Internally Combined Volume-Surface Integral Equation for a 3-D Electromagnetic Scattering Analysis of High-Contrast Media

Abstract

An internally combined volume surface integral equation (ICVSIE) for analyzing three-dimensional (3-D) electromagnetic scattering from heterogeneous high-contrast (HC) dielectric objects is proposed. Iteratively solved (generalized) volume integral equations [(g)VIEs] often converge slowly when applied to the analysis of electromagnetic interactions involving dielectric objects with permittivities much higher than those of the surrounding medium [HC breakdown] or discretized using mesh elements much smaller than the wavelength [low-frequency (LF) breakdown]. The proposed ICVSIE hybridizes a VIE and a surface integral equation (SIE) in a manner that eliminates both breakdown phenomena.

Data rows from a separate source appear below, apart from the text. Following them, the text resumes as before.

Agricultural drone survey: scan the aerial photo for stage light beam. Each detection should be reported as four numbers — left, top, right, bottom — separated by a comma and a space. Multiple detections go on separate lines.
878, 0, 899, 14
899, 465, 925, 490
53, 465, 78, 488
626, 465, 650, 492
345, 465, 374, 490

Just as in previous hybrid VIE–SIE approaches, the ICVSIE invokes Huygens surface equivalence principle to transform the original problem into coupled equivalent exterior and interior scenarios. In the exterior scenario, surface currents radiate in the original surrounding medium; in the interior problem, surface and volume polarization currents radiate in a medium with permittivity closer to that of the object. By judiciously combining integral equations pertinent to both scenarios, the ICVSIE system is assembled. Numerical results show that the proposed ICVSIE is both HC and LF stable when applied to the analysis of 3-D scattering problems.